En cas de succès, cette grande première pourrait faire l'objet d'un brevet. "L'intelligence artificielle est à la mode. Beaucoup de projets ont émergé par exemple sur l'analyse automatique des images des scanners thoraciques mais rien n'a encore été lancé sur l'échographie du poumon", fait remarquer Stein Silva.

Bientôt dans l'ISS ?

De son côté, le Cnes inscrit cette innovation dans le cadre du projet de recherche Echo Finder. Lors de son séjour dans la Station spatiale internationale (ISS), l'astronaute Thomas Pesquet avait testé dans le cadre du projet Echo, un système d'échographie à distance. "Depuis Toulouse, un médecin actionnait une sonde équipée d'accéléromètres et les mouvements étaient reproduits à bord de l'ISS. Pour Echo Finder, le médecin n'aura plus besoin de prendre l'image, le système est capable de le faire".

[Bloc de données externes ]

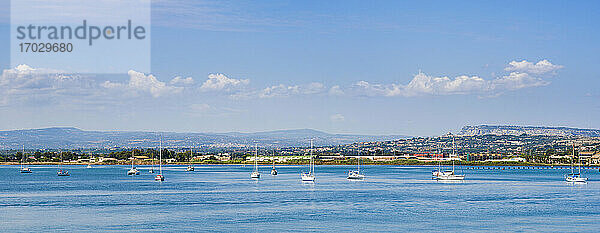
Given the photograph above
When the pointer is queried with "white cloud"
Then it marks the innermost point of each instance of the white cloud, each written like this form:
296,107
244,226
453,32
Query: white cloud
179,81
139,82
516,80
336,91
541,67
282,90
217,82
337,117
279,91
526,75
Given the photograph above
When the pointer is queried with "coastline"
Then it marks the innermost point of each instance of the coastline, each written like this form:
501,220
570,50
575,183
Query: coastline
336,163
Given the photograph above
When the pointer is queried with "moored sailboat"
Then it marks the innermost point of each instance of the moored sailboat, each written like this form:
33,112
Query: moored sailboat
255,174
24,169
310,176
448,174
190,167
133,171
160,176
60,171
575,177
355,174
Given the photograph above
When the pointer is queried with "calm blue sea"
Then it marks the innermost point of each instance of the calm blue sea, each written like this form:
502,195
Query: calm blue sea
225,199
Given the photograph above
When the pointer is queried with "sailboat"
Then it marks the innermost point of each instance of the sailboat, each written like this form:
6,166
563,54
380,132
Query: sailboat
575,177
24,169
190,167
273,170
60,171
255,174
449,174
159,177
89,164
356,175
152,169
310,176
133,171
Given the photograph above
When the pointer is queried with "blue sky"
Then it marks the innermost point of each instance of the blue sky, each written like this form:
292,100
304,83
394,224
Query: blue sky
337,66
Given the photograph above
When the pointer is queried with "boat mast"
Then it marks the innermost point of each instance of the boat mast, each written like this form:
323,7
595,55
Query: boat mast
255,157
22,157
453,154
579,158
311,163
160,156
359,160
572,158
132,157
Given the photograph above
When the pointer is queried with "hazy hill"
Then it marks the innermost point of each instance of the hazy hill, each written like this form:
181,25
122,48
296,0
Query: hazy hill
531,130
68,137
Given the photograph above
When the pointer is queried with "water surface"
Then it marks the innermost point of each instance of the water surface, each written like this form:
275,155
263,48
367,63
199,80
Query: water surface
225,199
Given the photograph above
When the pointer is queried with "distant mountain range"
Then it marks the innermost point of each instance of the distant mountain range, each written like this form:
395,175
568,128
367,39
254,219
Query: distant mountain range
530,130
71,138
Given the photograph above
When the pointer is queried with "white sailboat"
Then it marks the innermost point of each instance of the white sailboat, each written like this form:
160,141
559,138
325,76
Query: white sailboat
255,174
60,171
133,171
355,174
273,170
310,176
575,177
24,169
90,163
152,169
190,167
160,177
448,174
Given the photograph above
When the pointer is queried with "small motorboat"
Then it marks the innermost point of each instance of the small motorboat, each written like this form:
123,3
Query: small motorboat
448,175
133,172
25,170
576,177
355,175
307,177
63,173
255,175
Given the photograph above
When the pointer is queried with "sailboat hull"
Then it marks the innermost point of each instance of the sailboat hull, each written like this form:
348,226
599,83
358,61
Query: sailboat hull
307,177
25,170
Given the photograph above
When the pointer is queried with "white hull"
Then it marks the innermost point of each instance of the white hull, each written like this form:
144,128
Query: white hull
25,170
133,172
307,177
355,175
450,177
575,178
63,173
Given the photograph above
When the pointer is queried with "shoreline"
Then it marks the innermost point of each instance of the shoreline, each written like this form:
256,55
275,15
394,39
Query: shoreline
395,163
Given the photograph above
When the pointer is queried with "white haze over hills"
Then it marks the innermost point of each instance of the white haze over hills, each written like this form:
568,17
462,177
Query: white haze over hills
72,138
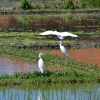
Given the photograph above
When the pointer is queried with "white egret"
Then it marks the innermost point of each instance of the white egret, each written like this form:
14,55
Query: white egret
60,35
41,63
63,49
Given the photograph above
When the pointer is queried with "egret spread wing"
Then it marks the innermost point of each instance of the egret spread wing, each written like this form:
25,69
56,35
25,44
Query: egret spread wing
67,34
49,33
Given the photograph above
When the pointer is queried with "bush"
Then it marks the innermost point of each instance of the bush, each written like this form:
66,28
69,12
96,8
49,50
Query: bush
25,5
70,5
46,6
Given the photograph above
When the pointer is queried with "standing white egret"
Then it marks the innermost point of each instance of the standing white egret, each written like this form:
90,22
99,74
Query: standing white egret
41,63
63,49
60,35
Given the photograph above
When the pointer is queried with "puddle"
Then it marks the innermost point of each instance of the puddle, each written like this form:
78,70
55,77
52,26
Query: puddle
78,22
8,66
88,55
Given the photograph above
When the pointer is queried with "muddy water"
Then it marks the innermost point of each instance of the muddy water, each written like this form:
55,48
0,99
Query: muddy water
75,22
51,92
88,55
8,66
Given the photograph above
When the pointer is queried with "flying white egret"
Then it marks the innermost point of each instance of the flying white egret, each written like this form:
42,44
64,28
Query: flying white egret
63,49
41,63
60,35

L'outil testé au CHU de Toulouse pourrait à terme être utilisé lors des vols habités mais également pour de la télémédecine dans les déserts médicaux ."On peut très bien imaginer un échographe comme Echo Finder qui ne nécessiterait pas la présence d'un médecin sur place mais d'une simple connexion par satellite pour envoyer les images des poumons du patient", illustre Eric Morand.